In contrast to MucR1, MucR1Y24G exhibited significant defects in DNA bridging (Figure 6D), despite its ability of binding multiple sites of the Cy5-labeled Puxs1 probe in the supernatant (Figure 6E, central panel). Since a proportion of the MucR1 pool was trapped in DNA-MucR1-DNA complex on beads while MucR1Y24G was not (Figure 6D), there were more MucR1Y24G than MucR1 available for EMSA of supernatant samples (Figure 6E). Therefore, the NTD-dependent self-association of MucR1 is essential for DNA-MucR1-DNA bridging complex formation (Figure 6F). As described above, the predicted MucR1 multimers have a quasi-circular structure with their NTDs associating inside and CTDs arranged along an outside ring (Figure 3 and Supplementary Figure S1), which seems to be different from those multimers of H-NS, Lsr2, MvaT and Rok with their CTDs arranged on two sides of the associating NTD backbone (Supplementary Figure S1) (19). It is notable however that the low complex linker region between zinc-finger and N-terminal associating α helices may allow certain flexibility of MucR1 dimer and multimer during the interaction with DNA (Figure 6F).

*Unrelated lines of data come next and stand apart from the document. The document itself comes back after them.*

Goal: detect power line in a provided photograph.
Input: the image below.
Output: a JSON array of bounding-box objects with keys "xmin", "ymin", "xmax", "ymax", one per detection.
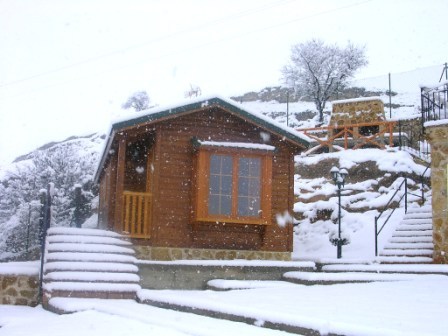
[
  {"xmin": 0, "ymin": 0, "xmax": 295, "ymax": 88},
  {"xmin": 0, "ymin": 0, "xmax": 373, "ymax": 98}
]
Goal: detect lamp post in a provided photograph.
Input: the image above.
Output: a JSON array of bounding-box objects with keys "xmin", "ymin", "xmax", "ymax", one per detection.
[{"xmin": 330, "ymin": 167, "xmax": 348, "ymax": 259}]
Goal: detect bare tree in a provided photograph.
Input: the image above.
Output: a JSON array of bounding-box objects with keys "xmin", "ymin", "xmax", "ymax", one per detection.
[
  {"xmin": 185, "ymin": 84, "xmax": 202, "ymax": 98},
  {"xmin": 282, "ymin": 39, "xmax": 368, "ymax": 122},
  {"xmin": 121, "ymin": 91, "xmax": 151, "ymax": 112}
]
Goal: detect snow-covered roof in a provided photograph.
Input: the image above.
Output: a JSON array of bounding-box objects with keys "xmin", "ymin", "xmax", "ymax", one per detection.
[
  {"xmin": 424, "ymin": 119, "xmax": 448, "ymax": 127},
  {"xmin": 198, "ymin": 140, "xmax": 275, "ymax": 151},
  {"xmin": 420, "ymin": 80, "xmax": 448, "ymax": 90},
  {"xmin": 331, "ymin": 96, "xmax": 383, "ymax": 105},
  {"xmin": 95, "ymin": 95, "xmax": 312, "ymax": 182}
]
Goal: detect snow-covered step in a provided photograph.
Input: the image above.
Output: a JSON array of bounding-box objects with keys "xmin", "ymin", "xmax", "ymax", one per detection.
[
  {"xmin": 381, "ymin": 249, "xmax": 433, "ymax": 257},
  {"xmin": 389, "ymin": 234, "xmax": 433, "ymax": 243},
  {"xmin": 407, "ymin": 203, "xmax": 432, "ymax": 214},
  {"xmin": 384, "ymin": 242, "xmax": 434, "ymax": 250},
  {"xmin": 322, "ymin": 264, "xmax": 448, "ymax": 276},
  {"xmin": 375, "ymin": 256, "xmax": 433, "ymax": 264},
  {"xmin": 401, "ymin": 218, "xmax": 432, "ymax": 225},
  {"xmin": 47, "ymin": 242, "xmax": 135, "ymax": 255},
  {"xmin": 45, "ymin": 272, "xmax": 140, "ymax": 283},
  {"xmin": 44, "ymin": 261, "xmax": 138, "ymax": 273},
  {"xmin": 392, "ymin": 230, "xmax": 432, "ymax": 238},
  {"xmin": 46, "ymin": 252, "xmax": 137, "ymax": 264},
  {"xmin": 47, "ymin": 227, "xmax": 127, "ymax": 240},
  {"xmin": 42, "ymin": 228, "xmax": 140, "ymax": 310},
  {"xmin": 47, "ymin": 235, "xmax": 132, "ymax": 246},
  {"xmin": 396, "ymin": 224, "xmax": 432, "ymax": 231},
  {"xmin": 283, "ymin": 271, "xmax": 442, "ymax": 285}
]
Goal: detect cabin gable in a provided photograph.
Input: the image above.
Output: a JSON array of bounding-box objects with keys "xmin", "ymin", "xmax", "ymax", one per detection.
[{"xmin": 99, "ymin": 97, "xmax": 308, "ymax": 259}]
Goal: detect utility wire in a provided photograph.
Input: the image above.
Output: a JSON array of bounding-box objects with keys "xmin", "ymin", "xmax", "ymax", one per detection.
[
  {"xmin": 0, "ymin": 0, "xmax": 373, "ymax": 98},
  {"xmin": 0, "ymin": 0, "xmax": 295, "ymax": 88}
]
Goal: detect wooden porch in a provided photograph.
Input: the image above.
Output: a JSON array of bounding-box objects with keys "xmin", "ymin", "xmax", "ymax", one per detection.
[
  {"xmin": 122, "ymin": 191, "xmax": 152, "ymax": 238},
  {"xmin": 297, "ymin": 121, "xmax": 396, "ymax": 152}
]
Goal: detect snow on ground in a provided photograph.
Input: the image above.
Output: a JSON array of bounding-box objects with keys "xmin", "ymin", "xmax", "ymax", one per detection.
[
  {"xmin": 293, "ymin": 149, "xmax": 430, "ymax": 261},
  {"xmin": 140, "ymin": 276, "xmax": 448, "ymax": 336},
  {"xmin": 0, "ymin": 299, "xmax": 290, "ymax": 336}
]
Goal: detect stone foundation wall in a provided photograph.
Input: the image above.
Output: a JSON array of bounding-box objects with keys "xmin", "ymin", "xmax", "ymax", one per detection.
[
  {"xmin": 426, "ymin": 121, "xmax": 448, "ymax": 264},
  {"xmin": 0, "ymin": 274, "xmax": 39, "ymax": 306},
  {"xmin": 134, "ymin": 245, "xmax": 291, "ymax": 261}
]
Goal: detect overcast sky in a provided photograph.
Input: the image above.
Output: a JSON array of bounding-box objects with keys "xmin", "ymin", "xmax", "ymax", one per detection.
[{"xmin": 0, "ymin": 0, "xmax": 448, "ymax": 165}]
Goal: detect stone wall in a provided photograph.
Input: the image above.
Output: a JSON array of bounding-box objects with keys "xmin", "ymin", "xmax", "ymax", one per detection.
[
  {"xmin": 134, "ymin": 245, "xmax": 291, "ymax": 261},
  {"xmin": 0, "ymin": 274, "xmax": 39, "ymax": 306},
  {"xmin": 426, "ymin": 120, "xmax": 448, "ymax": 264}
]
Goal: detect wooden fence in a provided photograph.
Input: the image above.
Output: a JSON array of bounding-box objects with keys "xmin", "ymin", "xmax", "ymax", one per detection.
[
  {"xmin": 297, "ymin": 121, "xmax": 396, "ymax": 152},
  {"xmin": 123, "ymin": 191, "xmax": 152, "ymax": 238}
]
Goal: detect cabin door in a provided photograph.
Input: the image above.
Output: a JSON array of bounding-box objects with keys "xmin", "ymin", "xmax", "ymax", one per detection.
[{"xmin": 123, "ymin": 139, "xmax": 154, "ymax": 238}]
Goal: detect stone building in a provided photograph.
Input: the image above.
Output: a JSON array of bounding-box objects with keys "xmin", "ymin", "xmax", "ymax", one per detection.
[{"xmin": 425, "ymin": 119, "xmax": 448, "ymax": 264}]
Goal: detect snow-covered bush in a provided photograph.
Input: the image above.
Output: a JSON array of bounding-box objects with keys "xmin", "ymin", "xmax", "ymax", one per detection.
[{"xmin": 0, "ymin": 136, "xmax": 103, "ymax": 259}]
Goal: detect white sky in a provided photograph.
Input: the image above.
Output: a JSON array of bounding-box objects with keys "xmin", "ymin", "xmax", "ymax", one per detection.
[{"xmin": 0, "ymin": 0, "xmax": 448, "ymax": 165}]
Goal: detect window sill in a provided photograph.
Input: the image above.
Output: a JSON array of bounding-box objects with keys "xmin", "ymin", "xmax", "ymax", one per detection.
[{"xmin": 195, "ymin": 218, "xmax": 271, "ymax": 225}]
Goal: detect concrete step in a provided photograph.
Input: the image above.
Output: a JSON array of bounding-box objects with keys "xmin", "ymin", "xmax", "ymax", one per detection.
[
  {"xmin": 47, "ymin": 242, "xmax": 135, "ymax": 255},
  {"xmin": 45, "ymin": 271, "xmax": 140, "ymax": 284},
  {"xmin": 375, "ymin": 256, "xmax": 433, "ymax": 265},
  {"xmin": 283, "ymin": 271, "xmax": 440, "ymax": 285},
  {"xmin": 400, "ymin": 218, "xmax": 432, "ymax": 225},
  {"xmin": 396, "ymin": 224, "xmax": 432, "ymax": 231},
  {"xmin": 46, "ymin": 252, "xmax": 137, "ymax": 264},
  {"xmin": 384, "ymin": 242, "xmax": 434, "ymax": 250},
  {"xmin": 407, "ymin": 203, "xmax": 432, "ymax": 214},
  {"xmin": 322, "ymin": 264, "xmax": 448, "ymax": 276},
  {"xmin": 392, "ymin": 229, "xmax": 432, "ymax": 238},
  {"xmin": 389, "ymin": 235, "xmax": 433, "ymax": 244},
  {"xmin": 44, "ymin": 261, "xmax": 138, "ymax": 273},
  {"xmin": 380, "ymin": 249, "xmax": 433, "ymax": 257},
  {"xmin": 47, "ymin": 227, "xmax": 128, "ymax": 240},
  {"xmin": 47, "ymin": 234, "xmax": 132, "ymax": 246}
]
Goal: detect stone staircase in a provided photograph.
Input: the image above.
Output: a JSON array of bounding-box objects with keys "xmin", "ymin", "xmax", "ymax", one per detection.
[
  {"xmin": 378, "ymin": 204, "xmax": 434, "ymax": 263},
  {"xmin": 42, "ymin": 227, "xmax": 140, "ymax": 310}
]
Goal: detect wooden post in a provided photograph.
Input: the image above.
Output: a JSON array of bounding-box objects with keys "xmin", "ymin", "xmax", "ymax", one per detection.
[
  {"xmin": 114, "ymin": 135, "xmax": 126, "ymax": 232},
  {"xmin": 73, "ymin": 185, "xmax": 83, "ymax": 228}
]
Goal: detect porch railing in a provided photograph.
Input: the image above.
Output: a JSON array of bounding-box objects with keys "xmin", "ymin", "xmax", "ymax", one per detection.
[
  {"xmin": 123, "ymin": 191, "xmax": 152, "ymax": 238},
  {"xmin": 297, "ymin": 121, "xmax": 396, "ymax": 151},
  {"xmin": 375, "ymin": 177, "xmax": 408, "ymax": 257}
]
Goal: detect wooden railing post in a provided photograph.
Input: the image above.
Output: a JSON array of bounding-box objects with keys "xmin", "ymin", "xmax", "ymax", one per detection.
[
  {"xmin": 122, "ymin": 191, "xmax": 152, "ymax": 238},
  {"xmin": 375, "ymin": 216, "xmax": 378, "ymax": 257}
]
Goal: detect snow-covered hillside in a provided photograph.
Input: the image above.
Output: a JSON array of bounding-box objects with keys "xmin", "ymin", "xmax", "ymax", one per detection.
[{"xmin": 0, "ymin": 75, "xmax": 434, "ymax": 259}]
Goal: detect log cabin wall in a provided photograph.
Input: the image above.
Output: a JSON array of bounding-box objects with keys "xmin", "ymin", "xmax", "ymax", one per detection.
[{"xmin": 134, "ymin": 107, "xmax": 293, "ymax": 252}]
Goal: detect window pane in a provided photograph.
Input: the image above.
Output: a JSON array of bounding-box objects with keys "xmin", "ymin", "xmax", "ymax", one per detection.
[
  {"xmin": 208, "ymin": 195, "xmax": 219, "ymax": 215},
  {"xmin": 238, "ymin": 158, "xmax": 261, "ymax": 216},
  {"xmin": 238, "ymin": 177, "xmax": 249, "ymax": 196},
  {"xmin": 220, "ymin": 196, "xmax": 232, "ymax": 215},
  {"xmin": 210, "ymin": 175, "xmax": 220, "ymax": 194},
  {"xmin": 221, "ymin": 175, "xmax": 232, "ymax": 195},
  {"xmin": 221, "ymin": 155, "xmax": 233, "ymax": 175},
  {"xmin": 208, "ymin": 155, "xmax": 233, "ymax": 215},
  {"xmin": 210, "ymin": 155, "xmax": 221, "ymax": 174}
]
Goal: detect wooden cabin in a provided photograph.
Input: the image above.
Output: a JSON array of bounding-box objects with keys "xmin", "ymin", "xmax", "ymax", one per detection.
[{"xmin": 95, "ymin": 97, "xmax": 309, "ymax": 260}]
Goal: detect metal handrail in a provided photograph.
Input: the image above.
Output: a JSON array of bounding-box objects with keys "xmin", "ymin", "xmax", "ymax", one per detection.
[{"xmin": 375, "ymin": 177, "xmax": 408, "ymax": 257}]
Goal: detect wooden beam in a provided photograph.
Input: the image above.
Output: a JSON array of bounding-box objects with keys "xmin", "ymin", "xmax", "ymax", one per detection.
[{"xmin": 114, "ymin": 135, "xmax": 126, "ymax": 233}]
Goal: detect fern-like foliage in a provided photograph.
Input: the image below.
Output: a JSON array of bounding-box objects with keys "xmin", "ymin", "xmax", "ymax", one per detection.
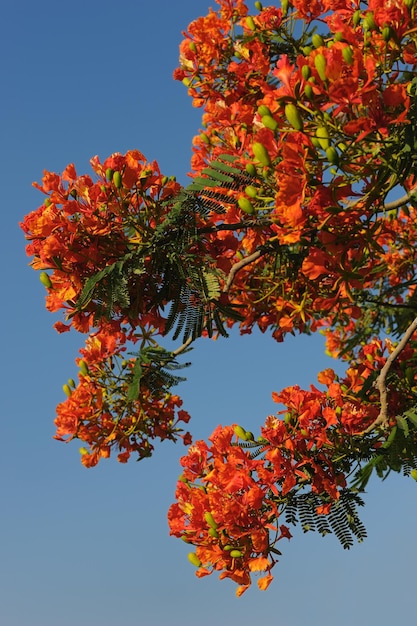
[
  {"xmin": 126, "ymin": 346, "xmax": 190, "ymax": 402},
  {"xmin": 351, "ymin": 406, "xmax": 417, "ymax": 491},
  {"xmin": 77, "ymin": 155, "xmax": 253, "ymax": 342},
  {"xmin": 285, "ymin": 489, "xmax": 366, "ymax": 549}
]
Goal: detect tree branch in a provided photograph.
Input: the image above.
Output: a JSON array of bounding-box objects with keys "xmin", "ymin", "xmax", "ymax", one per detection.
[
  {"xmin": 362, "ymin": 317, "xmax": 417, "ymax": 435},
  {"xmin": 223, "ymin": 248, "xmax": 267, "ymax": 293}
]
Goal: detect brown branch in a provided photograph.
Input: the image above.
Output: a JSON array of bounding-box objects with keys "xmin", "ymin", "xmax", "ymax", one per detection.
[
  {"xmin": 384, "ymin": 187, "xmax": 417, "ymax": 211},
  {"xmin": 362, "ymin": 317, "xmax": 417, "ymax": 435},
  {"xmin": 223, "ymin": 248, "xmax": 267, "ymax": 293}
]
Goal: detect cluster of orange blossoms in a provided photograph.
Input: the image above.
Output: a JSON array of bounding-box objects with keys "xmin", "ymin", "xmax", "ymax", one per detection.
[{"xmin": 22, "ymin": 0, "xmax": 417, "ymax": 594}]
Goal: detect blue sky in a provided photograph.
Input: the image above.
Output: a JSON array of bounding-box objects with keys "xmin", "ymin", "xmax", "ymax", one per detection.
[{"xmin": 0, "ymin": 0, "xmax": 417, "ymax": 626}]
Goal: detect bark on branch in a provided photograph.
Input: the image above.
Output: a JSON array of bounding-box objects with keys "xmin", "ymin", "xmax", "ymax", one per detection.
[{"xmin": 362, "ymin": 317, "xmax": 417, "ymax": 435}]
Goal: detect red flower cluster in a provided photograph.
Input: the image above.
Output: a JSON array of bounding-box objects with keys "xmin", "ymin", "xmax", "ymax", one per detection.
[{"xmin": 22, "ymin": 0, "xmax": 417, "ymax": 594}]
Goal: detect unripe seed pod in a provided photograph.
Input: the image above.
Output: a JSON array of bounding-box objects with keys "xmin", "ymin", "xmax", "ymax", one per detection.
[
  {"xmin": 252, "ymin": 141, "xmax": 271, "ymax": 167},
  {"xmin": 204, "ymin": 511, "xmax": 218, "ymax": 529},
  {"xmin": 258, "ymin": 104, "xmax": 271, "ymax": 117},
  {"xmin": 301, "ymin": 65, "xmax": 311, "ymax": 80},
  {"xmin": 316, "ymin": 126, "xmax": 330, "ymax": 150},
  {"xmin": 39, "ymin": 272, "xmax": 52, "ymax": 289},
  {"xmin": 285, "ymin": 103, "xmax": 303, "ymax": 131},
  {"xmin": 245, "ymin": 185, "xmax": 258, "ymax": 198},
  {"xmin": 188, "ymin": 552, "xmax": 201, "ymax": 567},
  {"xmin": 304, "ymin": 83, "xmax": 314, "ymax": 100},
  {"xmin": 113, "ymin": 171, "xmax": 122, "ymax": 189},
  {"xmin": 246, "ymin": 15, "xmax": 256, "ymax": 30},
  {"xmin": 363, "ymin": 11, "xmax": 376, "ymax": 30},
  {"xmin": 314, "ymin": 53, "xmax": 327, "ymax": 81},
  {"xmin": 262, "ymin": 115, "xmax": 278, "ymax": 130},
  {"xmin": 245, "ymin": 163, "xmax": 256, "ymax": 176},
  {"xmin": 352, "ymin": 9, "xmax": 361, "ymax": 26},
  {"xmin": 342, "ymin": 46, "xmax": 353, "ymax": 65},
  {"xmin": 237, "ymin": 196, "xmax": 255, "ymax": 215},
  {"xmin": 311, "ymin": 33, "xmax": 324, "ymax": 48},
  {"xmin": 326, "ymin": 146, "xmax": 339, "ymax": 165},
  {"xmin": 78, "ymin": 360, "xmax": 88, "ymax": 376},
  {"xmin": 230, "ymin": 550, "xmax": 243, "ymax": 559},
  {"xmin": 382, "ymin": 26, "xmax": 392, "ymax": 42}
]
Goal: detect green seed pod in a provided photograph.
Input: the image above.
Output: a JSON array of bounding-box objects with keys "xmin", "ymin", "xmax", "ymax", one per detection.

Moreover, −10 element lies in the high-affinity region containing motif_b_8 and the region covering −35 element can also be effectively bound by MucR1 (Figure 6A, Supplementary Figures S5-S7), which together with downstream DNA-bridging events may prevent transcription initiation and/or elongation by RNA polymerase complex. This is supported by earlier evidence that the uxs1 gene is significantly upregulated in the mucR mutants of both SF45436 and Sinorhizobium meliloti (28,46,86).

The essential role of MucR1 and/or its NTD in rhizobium-legume symbiosis can be replaced by non-homologous convergent silencers and/or their NTDs

The divergence of various rhizobial genera belonging to α-proteobacteria predates the emergence of legume and symbiotic nitrogen fixation (87–89). We have demonstrated that MucR1, conserved in α-proteobacteria, is essential for maintaining nitrogen fixation efficiency of rhizobia in legume nodules (20,46). Since the observed ever-increasing diversity of rhizobia (more than two hundred species) is largely attributable to the horizontal transfer of AT-rich symbiosis genes (90), we wondered if the convergently evolved xenogeneic silencing function of MucR (17,20) predisposed α-proteobacteria to successfully integrate horizontally acquired AT-rich symbiosis genes. To test this hypothesis, H-NS from E. coli (Gram-), Lsr2 from M. tuberculosis (Gram+), and various MucR1 derivatives with either NTD or CTD replaced by corresponding fragments from H-NS or Lsr2 were introduced into the chromosome of the ΔmucR1&2 mutant of SF45436 as a single copy, which is under the control of the wild-type PmucR1 promoter (Figure 7A). The ΔmucR1&2 mutant carrying Lsr2 was not obtained due to the potentially lethal effect. Lsr2(1–50) and Lsr2(1–65) when fused with CTD of H-NS can complement phenotypes of the hns mutant of E. coli to a different extent (14), and therefore these two NTD fragments of Lsr2 were explored herein to generate the ΔmucR1&2 mutant carrying Lsr2NTD-MucR1CTD.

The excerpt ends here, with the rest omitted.